VISIONS – ANIMA MUNDI 2026

ITSLIQUID Group, in collaboration with ACIT Venice – Italian-German Cultural Association, is pleased to announce the opening of VISIONS, the third appointment of ANIMA MUNDI 2026. The exhibition will open on July 17, 2026, at Palazzo Albrizzi-Capello in Venice and will remain on view until July 31, 2026. ANIMA MUNDI is the vital energy that flows through all things, the subtle force connecting every form of existence, from natural to artificial, visible to invisible. Understood since Plato’s Timaeus as the soul of a living universe, it returns today as
an intuitive awareness of an invisible but active network that sustains transformation, coexistence, and renewal across matter, time, and life. It is the underlying rhythm that links ecosystems, human and non-human entities, and balances the continuous evolution of the world. Within this framework, artists, designers, and architects are invited to explore how this universal energy manifests today, investigating the subtle
correspondences between soul and body, humanity and nature, and organic and synthetic worlds.

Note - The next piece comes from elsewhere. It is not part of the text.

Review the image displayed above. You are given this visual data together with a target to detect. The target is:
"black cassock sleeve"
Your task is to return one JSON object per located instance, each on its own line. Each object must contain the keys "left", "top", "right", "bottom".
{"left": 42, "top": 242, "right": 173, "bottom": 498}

Among the selected artists, Andrew R. Gibbs’s layered compositions in “Cities of Change” explore the emotional impact of transforming urban landscapes, where architecture and collective memory intertwine to reveal the fragile relationship between place and identity. Similarly, Hiromasa Maeda’s “City Layered” interprets the glass-and-concrete skyline as a palimpsest of reflections, shifting perspectives, and fleeting traces of human presence, suggesting that cities acquire meaning only through those who inhabit them. In parallel, Nuvy Kim (N12Y.3) and Ilinca-Ruxandra Pipelea translate inner
experience into material form: drawing on the precision of her background in jewellery making, Kim’s ceramics and paintings transform fractured perfection into ambiguous, ungendered anatomies and psychologically charged spaces. Pipelea, by contrast, constructs immersive environments through vibrant chromatic fields and richly layered textures, using colour and gestural accumulation to evoke the unseen rhythms of nature, memory, and emotional perception. A quiet, introspective sensibility runs through the figurative work of Dominika Łuszcz
and Marga Garcia: Łuszcz’s elongated, folk-inflected portraits contain restrained psychological tension and cultural traces, and Garcia’s “Surrectio” reads the figure as an emergent, feminine rebirth – silent, inward, and resilient. This intimacy of feeling appears elsewhere in Inna Stelmachowicz’s meditative images, where silence, material, and light render moments of honesty and inner tension, and in Diana Rîmbu’s intuitive paintings, which invite reflection and healing through emotional resonance grounded in an architectural sense of space. Movement, rhythm, and the transmutation of performance into image animate the photographic work of Danny Johananoff, whose slow-shutter studies dissolve choreography into painterly currents that make tradition feel timeless; Satyajett Salokhey’s large-scale ink gestures similarly capture bodily impulse and subconscious residue, balancing control and spontaneity. Asnaby Samuel’s canvases introduce a mythic, mnemonic counterpart: drawing on Sahara oral traditions, his “Djinns” series treats drums and surfaces as carriers of memory and projection, where attention and presence activate ambiguous spiritual forces. Finally, Filomena Parra’s “A Dança do Vidro” offers a lyrical conclusion: glass becomes suspended light and gentle choreography, a study in fragility and fluidity that echoes the formal restraint and emotional subtlety threaded through the show. VISIONS offers a cohesive journey through contemporary visual practices, further enriched by a great selection of video artworks.